I haven't worked my way mentally through that bit of observation yet, and it still knits my eyebrows. These relics, these objects, have such enormous power over people. Each object has a spiritual significance to a vast sea of humanity, but it means something different to each person. The reaction to such objects is as individual and varied as the spirituality of every human being.
The tactile relationship between the viewer and the sacred object comes into play often, and it is designed into the casing for each one.
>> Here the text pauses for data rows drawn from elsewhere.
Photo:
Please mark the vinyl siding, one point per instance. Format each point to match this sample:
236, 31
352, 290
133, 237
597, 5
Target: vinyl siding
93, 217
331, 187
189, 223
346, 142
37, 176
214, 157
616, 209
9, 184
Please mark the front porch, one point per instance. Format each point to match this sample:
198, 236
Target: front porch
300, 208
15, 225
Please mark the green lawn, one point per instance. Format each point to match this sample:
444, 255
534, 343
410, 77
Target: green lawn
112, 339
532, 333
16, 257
Visitors are invited to reach into a gilded void to touch the ground where Jesus was born; worshipers may crawl beneath a stone table to feel the stone which held the cross; pilgrims walking the way of the cross can lay their palm on the stone where Jesus placed his hand as he staggered under the weight of the cross (the stone is deeply indented in the shape of a hand from the wear of touches from millions of people).
While these gorgeous and elaborate homes for relics are designed and presented for all of human kind, it is a strange juxtaposition to witness the highest beauty man can muster fixed as house for an object that holds the unmatched beauty and sacredness of nature itself.
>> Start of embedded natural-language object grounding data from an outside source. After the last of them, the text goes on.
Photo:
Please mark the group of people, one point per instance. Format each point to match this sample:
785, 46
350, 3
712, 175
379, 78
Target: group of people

In my works, I use natural objects of personal spiritual significance as "relic". These three new pieces feature deer bones, a stone, and a large wasp, each encased in beeswax. The vessels are left open for touch. As the hands of viewers explore the works, the objects will change--the bones will become cleaner and may eventually yellow from the oils; the stone will become smooth and develop shine; the wasp will crackle and break, leaving only the parts encased in beeswax untouched by the viewer. The beeswax will also change through touch and erode, eventually releasing each object from the piece.